Kitchens are one of the highest-risk workplaces for minor injuries — knives, hot oil, ovens, wet floors — and they add a hazard no office has: food contamination. That's why a kitchen first aid kit isn't just a normal kit kept near the fryer. This guide covers the catering kit contents list, why everything is blue, and what food-safety inspectors look for.
Why a kitchen needs a different kit
Three reasons a standard green-box kit falls short in a catering environment:
- Detectability. A skin-tone plaster that drops into a sauce is invisible. Catering plasters are blue — no food is naturally blue — and usually contain a metal strip so production-line metal detectors catch them.

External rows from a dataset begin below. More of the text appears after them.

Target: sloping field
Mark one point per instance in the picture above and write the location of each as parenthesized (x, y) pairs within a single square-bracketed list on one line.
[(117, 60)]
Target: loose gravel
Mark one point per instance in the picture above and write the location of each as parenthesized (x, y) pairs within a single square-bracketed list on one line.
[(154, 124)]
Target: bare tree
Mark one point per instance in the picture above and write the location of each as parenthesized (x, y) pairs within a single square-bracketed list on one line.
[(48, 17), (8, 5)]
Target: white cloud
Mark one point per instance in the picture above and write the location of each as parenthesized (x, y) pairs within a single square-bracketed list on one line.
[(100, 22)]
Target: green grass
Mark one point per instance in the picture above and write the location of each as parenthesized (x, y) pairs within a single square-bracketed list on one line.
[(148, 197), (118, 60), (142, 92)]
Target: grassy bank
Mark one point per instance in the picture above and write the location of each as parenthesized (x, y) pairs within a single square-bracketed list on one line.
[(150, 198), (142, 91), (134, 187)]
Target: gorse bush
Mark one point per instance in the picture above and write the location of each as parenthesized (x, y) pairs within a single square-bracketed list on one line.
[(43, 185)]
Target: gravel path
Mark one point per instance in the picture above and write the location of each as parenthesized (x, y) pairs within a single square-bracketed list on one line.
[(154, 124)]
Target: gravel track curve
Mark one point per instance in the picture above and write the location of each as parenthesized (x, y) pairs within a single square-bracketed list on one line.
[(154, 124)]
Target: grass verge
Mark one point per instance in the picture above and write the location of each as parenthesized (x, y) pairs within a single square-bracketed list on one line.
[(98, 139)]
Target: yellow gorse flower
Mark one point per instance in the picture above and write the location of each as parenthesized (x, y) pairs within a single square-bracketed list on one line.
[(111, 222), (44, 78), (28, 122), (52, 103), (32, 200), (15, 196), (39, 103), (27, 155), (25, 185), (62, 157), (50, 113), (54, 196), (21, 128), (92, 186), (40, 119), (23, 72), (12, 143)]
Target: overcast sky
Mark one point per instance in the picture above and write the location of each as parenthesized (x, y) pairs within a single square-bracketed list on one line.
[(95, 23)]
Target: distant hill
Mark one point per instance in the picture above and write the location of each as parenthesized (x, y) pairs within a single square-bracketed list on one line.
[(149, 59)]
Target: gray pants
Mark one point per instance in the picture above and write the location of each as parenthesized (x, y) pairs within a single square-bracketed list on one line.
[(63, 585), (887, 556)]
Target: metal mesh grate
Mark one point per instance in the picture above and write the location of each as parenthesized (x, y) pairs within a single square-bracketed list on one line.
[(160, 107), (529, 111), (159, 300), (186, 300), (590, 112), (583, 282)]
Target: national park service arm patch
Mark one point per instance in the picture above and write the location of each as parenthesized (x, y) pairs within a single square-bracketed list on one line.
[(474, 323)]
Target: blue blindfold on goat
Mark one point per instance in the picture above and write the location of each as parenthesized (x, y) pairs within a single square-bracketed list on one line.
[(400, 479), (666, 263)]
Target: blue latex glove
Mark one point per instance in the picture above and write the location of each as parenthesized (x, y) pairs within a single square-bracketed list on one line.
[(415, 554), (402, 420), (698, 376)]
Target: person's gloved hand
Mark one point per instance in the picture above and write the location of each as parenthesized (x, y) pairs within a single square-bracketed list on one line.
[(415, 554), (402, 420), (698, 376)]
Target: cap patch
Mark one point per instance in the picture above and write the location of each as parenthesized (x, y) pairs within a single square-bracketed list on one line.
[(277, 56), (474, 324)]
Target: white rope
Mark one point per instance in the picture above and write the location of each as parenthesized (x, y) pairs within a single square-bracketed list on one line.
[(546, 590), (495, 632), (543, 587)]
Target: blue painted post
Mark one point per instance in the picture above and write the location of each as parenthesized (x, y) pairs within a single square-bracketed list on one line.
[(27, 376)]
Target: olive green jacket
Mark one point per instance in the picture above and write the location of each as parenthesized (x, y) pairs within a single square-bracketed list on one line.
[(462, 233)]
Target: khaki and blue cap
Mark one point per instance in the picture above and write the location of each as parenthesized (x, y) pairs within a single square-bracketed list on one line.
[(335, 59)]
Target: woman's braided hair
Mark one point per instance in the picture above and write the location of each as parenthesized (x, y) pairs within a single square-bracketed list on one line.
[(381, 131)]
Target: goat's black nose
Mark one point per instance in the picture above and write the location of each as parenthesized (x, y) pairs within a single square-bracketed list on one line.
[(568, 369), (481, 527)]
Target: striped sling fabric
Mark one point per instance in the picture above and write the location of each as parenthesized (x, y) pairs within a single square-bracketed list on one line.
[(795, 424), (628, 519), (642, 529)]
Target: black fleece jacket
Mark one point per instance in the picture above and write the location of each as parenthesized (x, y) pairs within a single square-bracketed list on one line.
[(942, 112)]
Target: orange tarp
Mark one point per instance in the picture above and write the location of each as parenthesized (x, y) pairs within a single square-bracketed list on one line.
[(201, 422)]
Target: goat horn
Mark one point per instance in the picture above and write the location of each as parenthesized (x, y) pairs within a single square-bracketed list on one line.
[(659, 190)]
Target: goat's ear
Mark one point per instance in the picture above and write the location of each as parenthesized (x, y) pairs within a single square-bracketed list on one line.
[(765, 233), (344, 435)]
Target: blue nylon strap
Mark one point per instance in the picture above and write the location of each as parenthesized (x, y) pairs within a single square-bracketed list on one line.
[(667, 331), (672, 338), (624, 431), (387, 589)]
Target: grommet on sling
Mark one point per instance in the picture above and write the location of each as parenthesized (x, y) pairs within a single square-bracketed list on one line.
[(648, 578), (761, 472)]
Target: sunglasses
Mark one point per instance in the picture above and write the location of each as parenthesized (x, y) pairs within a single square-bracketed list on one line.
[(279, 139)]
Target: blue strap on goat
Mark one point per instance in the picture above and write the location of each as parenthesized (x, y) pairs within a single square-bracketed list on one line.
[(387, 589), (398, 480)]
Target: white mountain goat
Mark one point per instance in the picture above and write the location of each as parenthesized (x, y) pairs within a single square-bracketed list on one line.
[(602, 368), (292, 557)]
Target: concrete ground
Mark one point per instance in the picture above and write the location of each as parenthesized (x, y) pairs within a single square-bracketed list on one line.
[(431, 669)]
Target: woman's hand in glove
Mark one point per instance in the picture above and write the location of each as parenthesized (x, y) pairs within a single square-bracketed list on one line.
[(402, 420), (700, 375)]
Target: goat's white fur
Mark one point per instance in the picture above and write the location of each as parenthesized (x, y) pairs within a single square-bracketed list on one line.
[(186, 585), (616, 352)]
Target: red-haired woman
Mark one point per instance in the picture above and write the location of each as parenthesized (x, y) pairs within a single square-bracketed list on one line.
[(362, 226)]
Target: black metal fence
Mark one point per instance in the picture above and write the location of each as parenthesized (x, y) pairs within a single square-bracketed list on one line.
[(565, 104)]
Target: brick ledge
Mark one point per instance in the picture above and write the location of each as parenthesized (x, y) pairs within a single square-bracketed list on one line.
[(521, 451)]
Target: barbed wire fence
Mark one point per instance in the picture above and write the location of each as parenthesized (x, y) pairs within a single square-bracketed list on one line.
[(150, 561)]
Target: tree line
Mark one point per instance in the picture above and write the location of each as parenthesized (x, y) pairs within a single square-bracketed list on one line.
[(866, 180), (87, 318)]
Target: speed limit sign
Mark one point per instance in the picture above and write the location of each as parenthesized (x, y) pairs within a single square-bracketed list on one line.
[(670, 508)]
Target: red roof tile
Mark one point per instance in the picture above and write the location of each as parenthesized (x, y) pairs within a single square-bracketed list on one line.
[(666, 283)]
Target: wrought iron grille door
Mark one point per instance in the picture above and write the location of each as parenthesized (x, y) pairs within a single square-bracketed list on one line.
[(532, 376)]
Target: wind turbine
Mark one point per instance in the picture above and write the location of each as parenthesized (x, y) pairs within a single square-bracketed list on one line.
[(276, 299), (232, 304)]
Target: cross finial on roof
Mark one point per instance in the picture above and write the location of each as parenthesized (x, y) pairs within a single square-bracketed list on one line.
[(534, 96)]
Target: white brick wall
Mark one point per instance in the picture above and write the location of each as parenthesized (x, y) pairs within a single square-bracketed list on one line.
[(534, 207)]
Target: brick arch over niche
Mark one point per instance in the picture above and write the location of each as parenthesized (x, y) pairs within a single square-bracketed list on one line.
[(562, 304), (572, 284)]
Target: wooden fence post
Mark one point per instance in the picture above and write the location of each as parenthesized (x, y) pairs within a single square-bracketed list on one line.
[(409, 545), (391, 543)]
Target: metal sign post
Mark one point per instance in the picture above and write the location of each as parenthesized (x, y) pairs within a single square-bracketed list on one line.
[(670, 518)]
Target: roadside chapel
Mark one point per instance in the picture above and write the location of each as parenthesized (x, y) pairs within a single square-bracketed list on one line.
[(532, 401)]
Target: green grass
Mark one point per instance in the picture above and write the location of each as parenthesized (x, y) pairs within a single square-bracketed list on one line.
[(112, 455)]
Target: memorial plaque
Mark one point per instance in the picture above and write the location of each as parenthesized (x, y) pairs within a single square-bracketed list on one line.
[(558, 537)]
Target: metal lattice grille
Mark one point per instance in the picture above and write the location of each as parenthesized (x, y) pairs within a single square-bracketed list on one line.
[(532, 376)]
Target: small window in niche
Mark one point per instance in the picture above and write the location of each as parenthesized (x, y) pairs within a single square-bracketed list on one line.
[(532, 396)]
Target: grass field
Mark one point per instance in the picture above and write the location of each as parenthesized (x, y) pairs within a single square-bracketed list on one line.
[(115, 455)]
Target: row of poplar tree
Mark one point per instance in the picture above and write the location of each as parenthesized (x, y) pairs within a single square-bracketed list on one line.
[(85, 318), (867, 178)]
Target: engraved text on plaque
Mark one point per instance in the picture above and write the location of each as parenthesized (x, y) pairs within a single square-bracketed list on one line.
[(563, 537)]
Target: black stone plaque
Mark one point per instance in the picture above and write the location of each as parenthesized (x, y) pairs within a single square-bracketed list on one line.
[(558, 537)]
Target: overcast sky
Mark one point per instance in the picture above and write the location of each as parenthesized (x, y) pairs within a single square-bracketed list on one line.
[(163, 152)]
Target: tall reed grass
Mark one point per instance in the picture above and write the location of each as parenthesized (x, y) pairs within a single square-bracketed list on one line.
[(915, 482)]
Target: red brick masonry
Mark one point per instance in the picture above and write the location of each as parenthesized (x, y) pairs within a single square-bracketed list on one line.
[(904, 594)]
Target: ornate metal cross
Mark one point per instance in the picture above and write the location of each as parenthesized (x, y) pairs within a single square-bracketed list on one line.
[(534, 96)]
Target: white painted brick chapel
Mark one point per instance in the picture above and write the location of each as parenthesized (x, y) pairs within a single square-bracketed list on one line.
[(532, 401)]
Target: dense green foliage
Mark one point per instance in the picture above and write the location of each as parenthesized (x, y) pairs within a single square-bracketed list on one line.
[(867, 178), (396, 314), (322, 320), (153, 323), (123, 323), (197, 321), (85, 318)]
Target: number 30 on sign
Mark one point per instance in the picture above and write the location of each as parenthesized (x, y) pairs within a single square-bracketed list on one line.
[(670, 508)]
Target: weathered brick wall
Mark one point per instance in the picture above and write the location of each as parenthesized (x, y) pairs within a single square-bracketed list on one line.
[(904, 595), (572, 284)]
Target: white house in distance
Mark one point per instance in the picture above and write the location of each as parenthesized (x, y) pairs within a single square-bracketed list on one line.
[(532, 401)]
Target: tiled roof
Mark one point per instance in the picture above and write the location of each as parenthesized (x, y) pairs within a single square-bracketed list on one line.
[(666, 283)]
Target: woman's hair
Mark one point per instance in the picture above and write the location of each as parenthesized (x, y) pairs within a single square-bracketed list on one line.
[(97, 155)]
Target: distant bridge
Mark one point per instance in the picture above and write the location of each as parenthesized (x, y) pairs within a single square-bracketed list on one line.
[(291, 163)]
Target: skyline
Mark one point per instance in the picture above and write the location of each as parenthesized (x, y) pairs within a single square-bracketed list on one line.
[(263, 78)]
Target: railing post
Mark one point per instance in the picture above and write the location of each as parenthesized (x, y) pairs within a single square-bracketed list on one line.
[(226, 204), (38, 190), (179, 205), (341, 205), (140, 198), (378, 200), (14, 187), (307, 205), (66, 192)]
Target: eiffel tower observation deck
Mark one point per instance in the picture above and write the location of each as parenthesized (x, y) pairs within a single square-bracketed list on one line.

- Burns. Kitchens produce far more burns and scalds than most workplaces, so catering kits carry more burn dressings — and many kitchens add a dedicated burns kit beside the cook line.
- Hygiene. Food handlers must cover wounds completely to keep working. Blue finger dressings, fingerstalls and gloves let a member of staff dress a cut and get back to work without breaching food-hygiene rules.
Kitchen first aid kit contents list (BS 8599-1 catering)
BS 8599-1 defines a specific catering variant of the workplace kit. A typical medium catering kit contains:
| Item | Typical qty (medium) | Why it's there |
|---|---|---|
| Guidance leaflet | 1 | Basic first-aid instructions |
| Blue detectable plasters (assorted) | 60 | Visible & metal-detectable if lost in food |
| Blue finger dressings | 3 | Covering fingertip cuts so staff can keep working |
| Sterile eye pads | 3 | Splashes from hot fat or cleaning chemicals |
| Triangular bandages | 3 | Slings and support |
| Safety pins | 12 | Securing bandages |
| Medium sterile dressings | 6 | Cuts and bleeding |
| Large sterile dressings | 2 | Larger wounds |
| Sterile saline wipes | 20 | Cleaning wounds |
| Blue nitrile gloves (pairs) | 9 | Infection control, food-safe colour |
| Foil blanket | 2 | Shock and warmth |
| Burn dressings | 2+ | Burns and scalds — the kitchen staple |
| Clothing shears | 1 | Cutting away clothing |
| Sterile adhesive tape | 1 | Securing dressings |
Quantities scale with kit size: small for kitchens with fewer than ~10 staff, medium for ~10–25, large for more — and step up a size for busy or high-risk kitchens. The exact provision should come from your first-aid needs assessment.
What kitchens should add beyond the standard kit
- Blue fingerstalls and fingertip plasters — the most-used items in a working kitchen; stock spares.
- Eye-wash pods — for hot-fat splashes and chemical cleaning products.
- Waterproof blue tape — to secure dressings under gloves in wet work.
- An accident book — kitchens generate frequent small incidents; every one should be logged.
What not to keep in it
No tablets or medicines — including paracetamol. And no skin-tone plasters anywhere in a food area: if an EHO (Environmental Health Officer) finds non-detectable plasters in your kitchen kit, expect it in the inspection report.
What inspectors check
Kitchen first aid provision gets looked at from two directions: food-safety inspections (EHO, feeding into your hygiene rating) and health & safety duties under the First-Aid Regulations 1981. Both boil down to the same three questions:
- Is the kit stocked to a recognised standard for catering?
- Is everything in date? Saline, dressings and burn products all expire.
- Can you show it's checked regularly — with a record?
KitCompliance keeps that third answer easy: build your catering kit once, set the expiry dates, and get reminded before anything lapses — with a PDF log you can hand to an EHO on the spot. Use the printable first aid kit checklist for your monthly check, or track it digitally free.
Frequently asked questions
Why do kitchen first aid kits use blue plasters?
Blue is not a natural food colour, so a lost plaster is easy to spot in food. Most catering plasters also contain a metal strip so production-line detectors catch them.
Is a catering first aid kit a legal requirement?
The law requires "adequate and appropriate" equipment for your risks. In a kitchen those risks include cuts, burns and contamination — so a standard kit is unlikely to be adequate, and a BS 8599-1 catering kit is the accepted way to comply.
What size catering kit do I need?
Small for under ~10 staff, medium for ~10–25, large above that — sized up for busy kitchens.
Can the kit contain paracetamol?
No. Workplace first aid kits shouldn't contain tablets or medicines of any kind.